Stormbringer escreveu:RISE


Rapaz, ha uns messes estava falando com um amigo(baterista da Deep Black Horizon) sobre um assunto parecido.
"Como a música perde a mágica, tal qual a mágica em si, quando você sabe como ela é feita"
Como aquele amontoado magico de sons fazem uma música, "como diabos conseguem fazer a musica crescer nessa Stairway to Heaven" e coisas desse tipo.
Foi justamente quando decidimos colocar "Children of The Sea" no repertório, e eu disse: "po, o baixo é muito difícil, não sei se estou apto". Mas sentei pra ouvir com ouvido técnico, sem a paixão que sempre tive. E, pra minha surpresa, eu soube tocar a música depois de 10 minutos.

Mas ai eu disse pra mim mesmo: a mágica permanece, como algo tão simples soa tão lindo?
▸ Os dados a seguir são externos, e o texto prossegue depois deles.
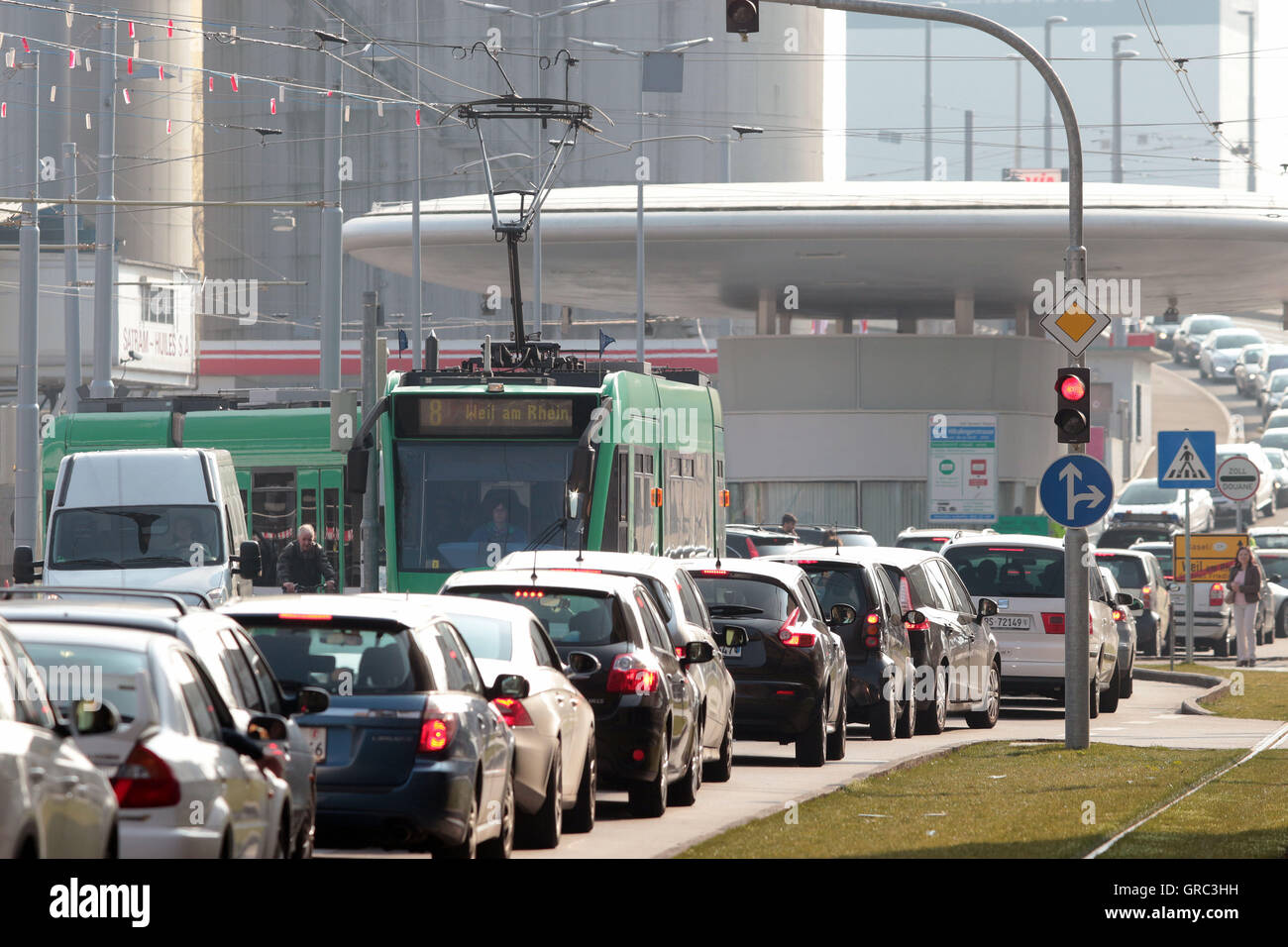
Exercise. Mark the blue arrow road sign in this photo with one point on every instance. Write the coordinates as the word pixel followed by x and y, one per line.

Belas observações, meu caro.

Respondendo à sua pergunta, para mim, isso é mágica, simplesmente isso.

E por falar em música e mágica (assunto que é um de meus hobbies), essas duas coisas têm muito em comum porque apenas saber o truque não faz de uma pessoa um músico ou um mágico. Saber apresentar o truque é tão importante quanto sabê-lo.